Сперва царь наделал ошибок, послуживших причиной неудач, но впоследствии подтвердилась сила всего того, что составляло достоинство македонского войска и его командования: мужество и решительность, неожиданность нападений и выдержка, техническое превосходство во всех родах оружия и, наконец, главное — способность находить выход в самой необычной обстановке. Успехи в ведении малой войны, выпавшие на долю отдельных воинских соединений, были удивительными. Однако особенно высоко следует оценить победы, одержанные македонской конницей под началом Александра, Кратера и Кена. Именно она сумела противостоять неизвестной прежде тактике боя скифских кочевников.
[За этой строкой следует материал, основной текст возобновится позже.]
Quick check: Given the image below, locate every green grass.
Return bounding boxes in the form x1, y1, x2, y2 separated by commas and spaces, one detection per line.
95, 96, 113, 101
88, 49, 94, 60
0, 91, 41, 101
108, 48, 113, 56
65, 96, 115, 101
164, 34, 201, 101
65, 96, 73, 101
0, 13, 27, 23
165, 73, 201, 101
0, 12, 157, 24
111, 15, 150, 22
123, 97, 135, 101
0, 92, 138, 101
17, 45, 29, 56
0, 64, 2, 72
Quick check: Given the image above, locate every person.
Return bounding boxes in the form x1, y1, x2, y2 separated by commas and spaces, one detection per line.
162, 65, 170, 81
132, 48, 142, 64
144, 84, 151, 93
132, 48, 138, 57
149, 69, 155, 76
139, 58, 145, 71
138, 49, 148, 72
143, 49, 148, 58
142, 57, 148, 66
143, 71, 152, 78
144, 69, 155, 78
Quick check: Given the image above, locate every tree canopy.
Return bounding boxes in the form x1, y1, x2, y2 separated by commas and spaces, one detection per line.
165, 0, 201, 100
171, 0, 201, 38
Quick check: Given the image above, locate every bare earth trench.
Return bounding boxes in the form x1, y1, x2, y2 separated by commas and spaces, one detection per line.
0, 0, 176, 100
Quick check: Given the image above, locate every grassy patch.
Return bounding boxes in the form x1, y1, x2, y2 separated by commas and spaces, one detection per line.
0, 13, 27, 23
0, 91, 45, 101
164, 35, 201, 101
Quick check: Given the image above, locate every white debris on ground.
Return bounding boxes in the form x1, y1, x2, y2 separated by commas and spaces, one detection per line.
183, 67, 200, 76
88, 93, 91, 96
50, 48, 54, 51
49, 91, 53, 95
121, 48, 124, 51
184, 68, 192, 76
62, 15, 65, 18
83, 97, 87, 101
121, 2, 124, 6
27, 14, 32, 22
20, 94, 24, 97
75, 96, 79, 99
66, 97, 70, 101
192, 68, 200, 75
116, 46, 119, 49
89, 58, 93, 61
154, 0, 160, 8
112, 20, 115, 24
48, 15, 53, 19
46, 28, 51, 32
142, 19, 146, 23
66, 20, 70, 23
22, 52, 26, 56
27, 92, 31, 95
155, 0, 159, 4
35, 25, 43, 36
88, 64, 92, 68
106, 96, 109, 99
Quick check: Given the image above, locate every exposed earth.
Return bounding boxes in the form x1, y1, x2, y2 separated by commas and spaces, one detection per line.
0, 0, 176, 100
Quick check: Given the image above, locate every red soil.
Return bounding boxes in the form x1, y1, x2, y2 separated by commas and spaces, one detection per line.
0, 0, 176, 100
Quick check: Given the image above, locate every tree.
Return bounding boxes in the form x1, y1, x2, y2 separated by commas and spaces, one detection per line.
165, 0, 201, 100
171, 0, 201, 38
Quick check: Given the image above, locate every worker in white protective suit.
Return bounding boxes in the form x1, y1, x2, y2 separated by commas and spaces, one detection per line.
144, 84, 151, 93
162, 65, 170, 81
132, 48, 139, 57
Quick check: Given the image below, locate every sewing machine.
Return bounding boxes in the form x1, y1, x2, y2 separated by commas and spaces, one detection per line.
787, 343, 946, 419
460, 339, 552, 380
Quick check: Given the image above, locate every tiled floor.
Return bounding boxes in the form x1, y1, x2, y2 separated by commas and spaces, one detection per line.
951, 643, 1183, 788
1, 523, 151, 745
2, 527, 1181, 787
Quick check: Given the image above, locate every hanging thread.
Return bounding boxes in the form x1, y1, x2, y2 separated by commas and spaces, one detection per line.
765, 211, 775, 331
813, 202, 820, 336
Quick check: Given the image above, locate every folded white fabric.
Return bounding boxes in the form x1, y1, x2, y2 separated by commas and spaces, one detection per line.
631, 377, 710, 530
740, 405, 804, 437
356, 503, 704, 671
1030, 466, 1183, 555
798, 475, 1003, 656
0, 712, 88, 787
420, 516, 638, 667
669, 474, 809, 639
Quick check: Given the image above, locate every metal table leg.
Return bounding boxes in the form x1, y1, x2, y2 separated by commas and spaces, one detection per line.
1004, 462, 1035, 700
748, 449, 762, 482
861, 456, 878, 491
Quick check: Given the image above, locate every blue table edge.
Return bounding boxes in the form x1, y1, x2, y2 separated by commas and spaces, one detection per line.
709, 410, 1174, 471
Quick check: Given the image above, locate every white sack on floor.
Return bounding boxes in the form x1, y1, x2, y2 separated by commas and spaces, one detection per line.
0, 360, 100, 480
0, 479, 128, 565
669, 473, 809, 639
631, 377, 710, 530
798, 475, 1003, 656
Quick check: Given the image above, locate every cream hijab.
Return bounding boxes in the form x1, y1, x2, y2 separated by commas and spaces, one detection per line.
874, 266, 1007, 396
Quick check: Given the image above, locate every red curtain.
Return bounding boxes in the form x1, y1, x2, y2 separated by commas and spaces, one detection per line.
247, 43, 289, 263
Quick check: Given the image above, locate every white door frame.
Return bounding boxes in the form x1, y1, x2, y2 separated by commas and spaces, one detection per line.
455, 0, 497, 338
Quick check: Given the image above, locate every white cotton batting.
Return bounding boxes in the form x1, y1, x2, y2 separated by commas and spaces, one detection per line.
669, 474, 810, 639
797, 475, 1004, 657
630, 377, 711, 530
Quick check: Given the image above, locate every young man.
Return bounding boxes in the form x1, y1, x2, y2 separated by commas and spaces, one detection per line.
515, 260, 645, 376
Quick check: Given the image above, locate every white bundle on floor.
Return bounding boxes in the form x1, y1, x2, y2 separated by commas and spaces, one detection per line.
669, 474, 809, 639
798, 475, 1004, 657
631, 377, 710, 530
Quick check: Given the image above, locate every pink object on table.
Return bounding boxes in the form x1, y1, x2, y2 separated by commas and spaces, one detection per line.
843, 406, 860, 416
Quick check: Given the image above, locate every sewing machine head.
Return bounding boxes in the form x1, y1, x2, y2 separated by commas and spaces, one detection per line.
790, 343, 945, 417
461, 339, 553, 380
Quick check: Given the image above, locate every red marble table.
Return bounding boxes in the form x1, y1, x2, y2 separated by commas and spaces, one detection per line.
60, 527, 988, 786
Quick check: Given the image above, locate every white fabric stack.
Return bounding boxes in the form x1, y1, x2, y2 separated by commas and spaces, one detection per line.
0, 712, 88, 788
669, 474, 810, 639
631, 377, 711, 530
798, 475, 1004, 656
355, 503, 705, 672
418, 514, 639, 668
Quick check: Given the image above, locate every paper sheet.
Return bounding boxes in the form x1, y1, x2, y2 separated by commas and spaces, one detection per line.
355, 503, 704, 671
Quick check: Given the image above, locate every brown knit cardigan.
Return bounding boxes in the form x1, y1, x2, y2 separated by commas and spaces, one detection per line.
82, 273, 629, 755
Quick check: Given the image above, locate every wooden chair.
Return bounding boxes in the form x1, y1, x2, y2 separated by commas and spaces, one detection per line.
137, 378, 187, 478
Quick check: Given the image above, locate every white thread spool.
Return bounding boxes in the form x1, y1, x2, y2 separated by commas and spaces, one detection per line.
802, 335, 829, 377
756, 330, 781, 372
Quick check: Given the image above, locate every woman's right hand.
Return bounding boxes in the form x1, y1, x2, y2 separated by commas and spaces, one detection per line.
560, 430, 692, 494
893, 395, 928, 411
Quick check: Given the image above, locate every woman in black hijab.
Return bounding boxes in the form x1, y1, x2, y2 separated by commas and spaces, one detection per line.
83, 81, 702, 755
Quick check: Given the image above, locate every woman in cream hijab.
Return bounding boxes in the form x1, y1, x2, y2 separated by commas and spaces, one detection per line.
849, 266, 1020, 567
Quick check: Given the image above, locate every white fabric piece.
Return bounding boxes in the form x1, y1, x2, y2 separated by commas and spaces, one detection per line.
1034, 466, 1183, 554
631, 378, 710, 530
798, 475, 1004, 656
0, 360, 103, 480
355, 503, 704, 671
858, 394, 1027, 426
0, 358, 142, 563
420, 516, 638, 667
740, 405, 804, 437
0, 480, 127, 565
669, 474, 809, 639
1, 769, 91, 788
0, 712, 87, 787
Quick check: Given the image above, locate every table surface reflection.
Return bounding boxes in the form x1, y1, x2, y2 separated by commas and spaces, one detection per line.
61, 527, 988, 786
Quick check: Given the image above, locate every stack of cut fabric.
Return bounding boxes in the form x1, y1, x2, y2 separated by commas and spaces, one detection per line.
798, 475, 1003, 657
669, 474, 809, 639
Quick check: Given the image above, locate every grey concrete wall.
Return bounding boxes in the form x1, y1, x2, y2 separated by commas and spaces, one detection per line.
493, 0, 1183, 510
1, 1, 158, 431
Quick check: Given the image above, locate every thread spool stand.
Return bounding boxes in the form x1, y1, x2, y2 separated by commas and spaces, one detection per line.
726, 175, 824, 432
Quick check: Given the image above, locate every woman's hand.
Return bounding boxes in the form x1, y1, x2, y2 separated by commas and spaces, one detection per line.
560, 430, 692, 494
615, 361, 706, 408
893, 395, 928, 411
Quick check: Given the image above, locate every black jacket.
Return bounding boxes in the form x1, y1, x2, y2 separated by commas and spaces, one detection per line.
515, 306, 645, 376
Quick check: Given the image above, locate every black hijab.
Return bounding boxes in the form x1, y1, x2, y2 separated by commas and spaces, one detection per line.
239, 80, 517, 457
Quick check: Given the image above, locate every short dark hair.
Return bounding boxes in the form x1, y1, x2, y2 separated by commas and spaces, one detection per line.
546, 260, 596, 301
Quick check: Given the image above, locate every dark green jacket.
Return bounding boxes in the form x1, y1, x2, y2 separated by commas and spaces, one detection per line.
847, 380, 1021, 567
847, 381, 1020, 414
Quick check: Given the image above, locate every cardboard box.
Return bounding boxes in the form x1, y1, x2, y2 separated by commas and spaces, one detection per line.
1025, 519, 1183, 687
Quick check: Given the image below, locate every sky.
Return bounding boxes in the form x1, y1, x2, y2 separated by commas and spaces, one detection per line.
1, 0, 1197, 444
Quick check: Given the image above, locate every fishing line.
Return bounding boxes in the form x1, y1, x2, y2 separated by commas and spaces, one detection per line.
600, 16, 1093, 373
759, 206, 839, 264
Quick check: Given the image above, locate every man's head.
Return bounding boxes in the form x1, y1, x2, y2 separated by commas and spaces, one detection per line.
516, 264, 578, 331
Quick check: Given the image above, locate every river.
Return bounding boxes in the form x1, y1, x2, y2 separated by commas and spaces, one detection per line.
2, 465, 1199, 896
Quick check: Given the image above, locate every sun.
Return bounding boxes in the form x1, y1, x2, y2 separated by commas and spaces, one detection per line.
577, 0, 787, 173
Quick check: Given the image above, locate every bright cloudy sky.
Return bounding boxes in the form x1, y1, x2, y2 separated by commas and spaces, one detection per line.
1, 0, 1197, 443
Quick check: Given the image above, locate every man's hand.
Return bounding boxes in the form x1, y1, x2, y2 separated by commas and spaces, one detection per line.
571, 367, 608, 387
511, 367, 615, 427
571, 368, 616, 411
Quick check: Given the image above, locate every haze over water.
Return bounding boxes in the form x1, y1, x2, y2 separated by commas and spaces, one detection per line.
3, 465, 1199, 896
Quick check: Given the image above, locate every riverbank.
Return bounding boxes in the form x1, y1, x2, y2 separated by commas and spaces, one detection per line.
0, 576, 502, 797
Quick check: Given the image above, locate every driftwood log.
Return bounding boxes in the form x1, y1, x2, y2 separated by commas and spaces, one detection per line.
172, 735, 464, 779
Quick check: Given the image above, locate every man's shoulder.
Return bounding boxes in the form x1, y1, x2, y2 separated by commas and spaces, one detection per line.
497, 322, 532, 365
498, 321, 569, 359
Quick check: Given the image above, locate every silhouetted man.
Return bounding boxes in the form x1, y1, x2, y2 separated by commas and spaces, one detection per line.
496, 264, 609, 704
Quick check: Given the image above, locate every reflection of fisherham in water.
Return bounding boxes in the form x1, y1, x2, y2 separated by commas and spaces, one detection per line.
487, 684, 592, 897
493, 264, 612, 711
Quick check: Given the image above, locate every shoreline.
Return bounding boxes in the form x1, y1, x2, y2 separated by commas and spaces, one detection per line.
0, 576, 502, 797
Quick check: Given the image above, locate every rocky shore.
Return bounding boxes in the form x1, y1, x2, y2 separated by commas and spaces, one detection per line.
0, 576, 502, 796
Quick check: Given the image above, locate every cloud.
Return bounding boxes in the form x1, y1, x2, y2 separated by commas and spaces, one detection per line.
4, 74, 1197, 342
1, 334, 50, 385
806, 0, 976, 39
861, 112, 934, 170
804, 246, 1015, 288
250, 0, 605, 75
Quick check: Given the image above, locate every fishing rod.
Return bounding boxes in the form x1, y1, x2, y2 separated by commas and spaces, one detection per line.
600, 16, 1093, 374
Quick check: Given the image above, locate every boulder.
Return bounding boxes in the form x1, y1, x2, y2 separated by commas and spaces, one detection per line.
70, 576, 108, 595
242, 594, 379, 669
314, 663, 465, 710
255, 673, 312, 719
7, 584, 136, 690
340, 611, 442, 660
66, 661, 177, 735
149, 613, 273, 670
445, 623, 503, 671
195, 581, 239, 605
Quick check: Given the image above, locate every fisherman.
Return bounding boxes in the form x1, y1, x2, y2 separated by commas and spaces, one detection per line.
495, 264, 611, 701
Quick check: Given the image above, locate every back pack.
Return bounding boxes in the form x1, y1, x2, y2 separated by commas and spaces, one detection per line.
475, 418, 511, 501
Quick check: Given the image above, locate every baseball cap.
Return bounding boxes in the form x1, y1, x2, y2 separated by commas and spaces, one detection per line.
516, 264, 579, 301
Ее успехи имели и политическое значение, далеко превосходившее непосредственное подчинение Согдианы: теперь орды кочевников, обитающих в глубине пустынь, беспрекословно признали авторитет Александра и его оружия.
Дела налаживались. Согдийцы поняли, что, потерпев поражение, они не могли уже сами защитить страну от кочевников и что эллинизированные города были им защитой. Их устраивало признание царем местных князей, льстила женитьба его на Роксане. Что касается кочевников, то им никто не запрещал жить по-прежнему. Словом, если кто и был недоволен, так это люди самого Александра, которых он насильно оставлял здесь, на краю земли,
Непригодными для похода или же штрафниками оказывались чаще всего греческие наемники, изредка — сами македоняне; число штрафников особенно возросло после дела Филоты. Теперь эти люди очутились на краю света без всякой надежды на возвращение. Правда, они были обеспечены землей, в городах причислялись к аристократическим кругам, служили образцом и носителями культуры. Но все это совершилось не по их воле; согласие их, если и не было вынужденным, не может считаться и добровольным: царь внушил им это согласие, но лишь на время. И вот им пришлось жить здесь, среди туч пыли и мух, довольствуясь гнилой водой. Правда, весной можно было радоваться буйному цветению растительности, летом наслаждаться редкими плодами, но всегда их мучил вопрос, как и почему они здесь остались.